After that I began with the assembly of the front end. Ordered new springs (Factory Height). After market Shocks and Sway bar. Also, I upgraded the front drum brake to a disc brake kit (GetDiscBrakes). Which allowed me to keep the stock spindles. I ran with this because I didn't want to drop the car before I placed the motor in with the headers and the long tube headers might be to low to the ground. So for now I am just bring it back to stock height.

Also, because of the motor which I am about to get to. I decided to go ahead and go with the 12 bolt instead of the 10 bolt rear end. Which I picked up from a buddy of mine that is off a 70 A-Body frame. Also, is a half inch longer on both sides but getting a 67 rear end with 12 bolts is nearly impossible unless I spend a lot of money. So I picked up a 12 bolt that needed some sandblasting for a 100 bucks.

On to the motor and the part that will piss some people off. I currently have the numbers matching motor for the car and all the numbers matching stuff set to the side. But I am wanting to build big power and have fun and besides I am very good with Chevy motors so I've decided to store that Pontiac motor and have some fun with the Chevy 496 Stroker motor followed by a Jakes Performance Transmission 4L80. Just know that if I ever decide to sell it which I am a 100 percent sure I wont I will be able to place all the numbers matching stuff back in it.

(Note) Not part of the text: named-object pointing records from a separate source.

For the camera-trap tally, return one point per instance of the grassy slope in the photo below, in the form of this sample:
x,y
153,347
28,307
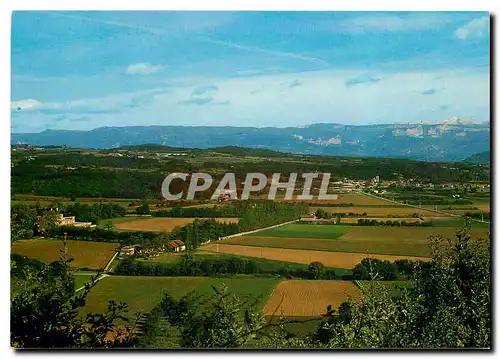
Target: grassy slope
x,y
92,255
140,293
313,231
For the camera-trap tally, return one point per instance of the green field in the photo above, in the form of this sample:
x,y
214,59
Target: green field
x,y
396,286
143,293
267,265
458,222
250,291
312,231
411,241
81,278
140,293
91,255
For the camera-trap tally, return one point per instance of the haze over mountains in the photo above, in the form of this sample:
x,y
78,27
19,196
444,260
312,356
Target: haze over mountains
x,y
450,140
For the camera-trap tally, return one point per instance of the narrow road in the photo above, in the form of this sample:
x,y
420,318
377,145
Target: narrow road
x,y
104,275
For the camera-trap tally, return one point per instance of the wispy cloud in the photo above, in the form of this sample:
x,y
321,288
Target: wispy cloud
x,y
200,90
142,68
295,83
475,28
156,31
290,55
108,104
393,23
429,92
362,80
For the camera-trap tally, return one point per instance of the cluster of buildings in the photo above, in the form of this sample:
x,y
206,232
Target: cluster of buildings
x,y
136,249
70,221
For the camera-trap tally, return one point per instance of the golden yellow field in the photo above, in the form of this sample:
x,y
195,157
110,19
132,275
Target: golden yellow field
x,y
308,298
378,211
329,259
162,224
92,255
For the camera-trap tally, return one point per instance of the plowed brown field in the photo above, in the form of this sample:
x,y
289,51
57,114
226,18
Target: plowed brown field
x,y
162,224
304,298
329,259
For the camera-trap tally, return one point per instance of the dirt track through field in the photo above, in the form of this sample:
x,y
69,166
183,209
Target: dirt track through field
x,y
163,224
330,259
308,298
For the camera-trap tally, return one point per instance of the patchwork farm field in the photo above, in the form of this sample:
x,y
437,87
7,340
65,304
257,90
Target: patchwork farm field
x,y
356,199
354,220
411,241
143,293
345,260
140,293
303,231
92,255
252,292
162,224
378,211
308,298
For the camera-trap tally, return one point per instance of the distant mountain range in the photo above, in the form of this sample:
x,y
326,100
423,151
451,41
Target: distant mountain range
x,y
451,140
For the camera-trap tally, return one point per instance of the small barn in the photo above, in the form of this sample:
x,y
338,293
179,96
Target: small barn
x,y
130,250
308,218
177,245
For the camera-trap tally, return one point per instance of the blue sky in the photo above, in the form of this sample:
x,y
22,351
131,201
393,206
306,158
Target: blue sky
x,y
82,70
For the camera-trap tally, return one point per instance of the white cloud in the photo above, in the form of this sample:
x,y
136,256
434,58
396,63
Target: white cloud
x,y
393,23
142,68
25,105
475,28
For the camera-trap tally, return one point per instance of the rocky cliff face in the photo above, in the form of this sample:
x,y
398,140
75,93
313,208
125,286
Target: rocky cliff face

So that's why I ran with the 12 bolt to support the low end that the Chevy cranks out.

My overall goal with this car is to turn it all back to original excluding the motor and the rest of the drive train. Everything will be original inside and out. I hope that you all enjoy some of the pictures that I post and feel free to drop a comment or advice except the negatives about a Chevy in a Pontiac.


----------



## 67PONGOAT (Dec 12, 2015)

More Pics


----------



## 67PONGOAT (Dec 12, 2015)

A few more pics


----------



## 67PONGOAT (Dec 12, 2015)

Here you go


----------



## 67PONGOAT (Dec 12, 2015)

Pictures of the body


----------



## 67PONGOAT (Dec 12, 2015)

This should be it.


----------



## 05GTO (Oct 6, 2004)

Welcome to the forum, I've pinned your thread to the top of the forum because I and many others on this forum would like to follow your progress. 

I completed a frame off nut and bolt restoration a few years ago and documented the process in my photo gallery. My car was in the same condition as your car.

Here is a link to my photo gallery starting on page 25 and you may find some answers to some of your questions on panel replacements.

Good luck and keep the pictures coming.


----------



## 67PONGOAT (Dec 12, 2015)

*Question*

Man that thing is a beauty thanks and will for sure use some of your pics for a reference. Hey I got a quick question do you think that a 3/8 fuel line will sit in the factory clips that are on the frame?


----------



## LARRY HANSON (Dec 22, 2013)

I liked the pine cone in the dash photo will be a cool car when you get done with it


----------